Ao todo, 55 profissionais de saúde em 19 estados disseram ao NYT que testemunharam pelo menos um caso perturbador de doação após parada circulatória. Profissionais de vários estados disseram ter visto coordenadores persuadindo clínicos hospitalares a administrar morfina, propofol e outros medicamentos para acelerar a morte de potenciais doadores.
— Acho que esse tipo de problema acontece muito mais do que sabemos — afirma Wade Smith, neurologista da Universidade da Califórnia, em San Francisco, que frequentemente avalia possíveis doadores e estuda a doação após parada circulatória.

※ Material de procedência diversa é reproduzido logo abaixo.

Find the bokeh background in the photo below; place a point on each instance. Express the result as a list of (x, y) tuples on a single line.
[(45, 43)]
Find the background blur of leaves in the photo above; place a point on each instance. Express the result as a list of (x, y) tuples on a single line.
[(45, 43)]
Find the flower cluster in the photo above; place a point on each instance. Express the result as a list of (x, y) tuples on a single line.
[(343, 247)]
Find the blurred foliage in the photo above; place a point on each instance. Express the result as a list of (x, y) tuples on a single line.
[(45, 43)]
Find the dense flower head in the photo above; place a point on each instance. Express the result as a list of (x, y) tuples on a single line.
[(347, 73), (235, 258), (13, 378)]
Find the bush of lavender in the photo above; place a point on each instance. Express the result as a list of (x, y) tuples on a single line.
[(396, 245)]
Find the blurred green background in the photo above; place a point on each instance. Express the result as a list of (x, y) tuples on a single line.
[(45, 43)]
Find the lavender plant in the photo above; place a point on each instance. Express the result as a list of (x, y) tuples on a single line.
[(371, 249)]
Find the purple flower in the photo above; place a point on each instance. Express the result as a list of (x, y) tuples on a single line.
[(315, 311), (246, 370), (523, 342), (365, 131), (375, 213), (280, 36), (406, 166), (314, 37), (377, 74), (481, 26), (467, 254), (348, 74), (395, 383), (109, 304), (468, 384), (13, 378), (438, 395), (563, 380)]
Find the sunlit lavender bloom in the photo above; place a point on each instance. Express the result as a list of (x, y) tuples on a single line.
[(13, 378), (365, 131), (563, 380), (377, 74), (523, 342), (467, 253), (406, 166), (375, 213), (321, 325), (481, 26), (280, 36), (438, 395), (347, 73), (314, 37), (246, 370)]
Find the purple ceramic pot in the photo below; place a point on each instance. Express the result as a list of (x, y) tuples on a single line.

A maioria desses pacientes morreu, portanto é impossível saber o que eles vivenciaram. Médicos expressaram preocupação de que alguns poderiam ter se recuperado se tivessem tido mais tempo em suporte de vida. Outros podem ter sentido dor ou sofrimento emocional nas últimas horas de vida.
As dúvidas tornaram-se mais urgentes à medida que esse tipo de doação cresceu rapidamente nos últimos cinco anos, impulsionado em parte por pressões federais sobre as organizações de obtenção para aumentar os transplantes. Ao mesmo tempo, o governo tem, em grande parte, permitido que o sistema de transplantes se autorregule.

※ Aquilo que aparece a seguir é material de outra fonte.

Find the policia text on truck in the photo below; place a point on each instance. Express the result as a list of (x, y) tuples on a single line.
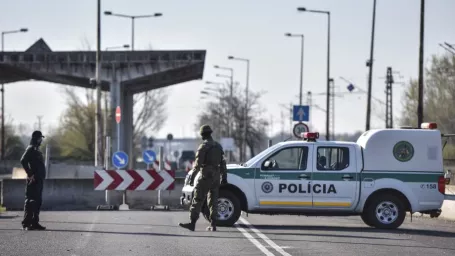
[(383, 175)]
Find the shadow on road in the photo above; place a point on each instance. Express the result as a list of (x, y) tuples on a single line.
[(422, 232), (107, 223), (7, 217), (198, 233)]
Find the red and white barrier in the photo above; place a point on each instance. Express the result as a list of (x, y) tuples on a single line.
[(135, 179)]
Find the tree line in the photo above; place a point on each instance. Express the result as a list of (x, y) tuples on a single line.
[(74, 137)]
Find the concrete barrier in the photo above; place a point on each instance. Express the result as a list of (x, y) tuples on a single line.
[(78, 194)]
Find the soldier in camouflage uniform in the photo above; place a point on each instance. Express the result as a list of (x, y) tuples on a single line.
[(210, 162)]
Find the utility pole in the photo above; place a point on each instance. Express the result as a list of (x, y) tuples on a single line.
[(422, 29), (309, 102), (98, 129), (370, 65), (332, 108), (39, 122), (389, 103)]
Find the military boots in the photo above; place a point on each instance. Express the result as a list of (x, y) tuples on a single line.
[(212, 227), (191, 225)]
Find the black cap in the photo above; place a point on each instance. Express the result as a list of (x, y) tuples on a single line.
[(37, 134)]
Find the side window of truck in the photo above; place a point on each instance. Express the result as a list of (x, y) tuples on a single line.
[(332, 158), (290, 159)]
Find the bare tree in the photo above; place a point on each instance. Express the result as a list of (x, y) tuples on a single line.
[(221, 108), (75, 136)]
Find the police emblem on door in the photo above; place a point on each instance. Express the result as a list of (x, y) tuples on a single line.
[(403, 151), (267, 187)]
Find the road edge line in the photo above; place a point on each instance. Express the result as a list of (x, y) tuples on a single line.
[(254, 241), (265, 238)]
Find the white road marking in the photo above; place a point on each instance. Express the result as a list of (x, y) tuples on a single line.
[(254, 241), (265, 238)]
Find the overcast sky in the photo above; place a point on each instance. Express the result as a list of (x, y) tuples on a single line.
[(247, 29)]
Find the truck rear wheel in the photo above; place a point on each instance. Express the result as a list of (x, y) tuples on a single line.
[(228, 209), (386, 211)]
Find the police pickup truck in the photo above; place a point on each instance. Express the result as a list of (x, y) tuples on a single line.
[(383, 175)]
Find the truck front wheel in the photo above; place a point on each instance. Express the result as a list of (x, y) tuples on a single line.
[(366, 219), (386, 211), (228, 209)]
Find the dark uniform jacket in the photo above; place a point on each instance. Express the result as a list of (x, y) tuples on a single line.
[(33, 162), (210, 159)]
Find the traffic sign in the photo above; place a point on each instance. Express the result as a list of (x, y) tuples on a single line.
[(149, 156), (120, 159), (118, 115), (301, 113), (300, 128)]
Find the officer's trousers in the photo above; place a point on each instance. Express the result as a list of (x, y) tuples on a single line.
[(33, 201), (207, 186)]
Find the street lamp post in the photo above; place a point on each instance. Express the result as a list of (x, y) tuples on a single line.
[(133, 18), (230, 100), (370, 72), (22, 30), (302, 9), (106, 94), (246, 103), (301, 63)]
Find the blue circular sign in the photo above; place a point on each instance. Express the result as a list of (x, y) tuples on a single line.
[(120, 159), (149, 156)]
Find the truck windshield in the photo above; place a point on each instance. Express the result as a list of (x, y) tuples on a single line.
[(261, 155)]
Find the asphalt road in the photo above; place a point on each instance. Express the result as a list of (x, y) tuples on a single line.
[(156, 233)]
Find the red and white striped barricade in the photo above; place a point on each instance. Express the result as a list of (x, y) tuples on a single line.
[(135, 179)]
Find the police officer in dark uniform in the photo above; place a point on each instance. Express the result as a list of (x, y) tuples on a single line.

Em entrevistas, líderes do sistema defenderam que a doação após parada circulatória é segura e crucial para salvar milhares de vidas todos os anos. A Associação das Organizações de Procura de Órgãos, grupo do setor, afirmou em comunicado que os potenciais doadores recebem o mesmo padrão de cuidado que qualquer outro paciente até que sejam declarados mortos.
As decisões sobre tratamento e declaração de morte “são de responsabilidade exclusiva da equipe hospitalar”, afirmou. E disse que focar em um pequeno número de casos com desfechos ruins é um erro. “Essas histórias pintam um retrato assustador, impreciso e desequilibrado do nosso sistema”, continuou.
Robert Cannon, cirurgião de transplante da Universidade do Alabama diz acreditar que o sistema hesita em enfrentar falhas de segurança na doação após parada circulatória, com medo de que as pessoas deixem de doar:
— Não sei qual é a dimensão do problema. Não sei se alguém sabe. Isso é o mais assustador.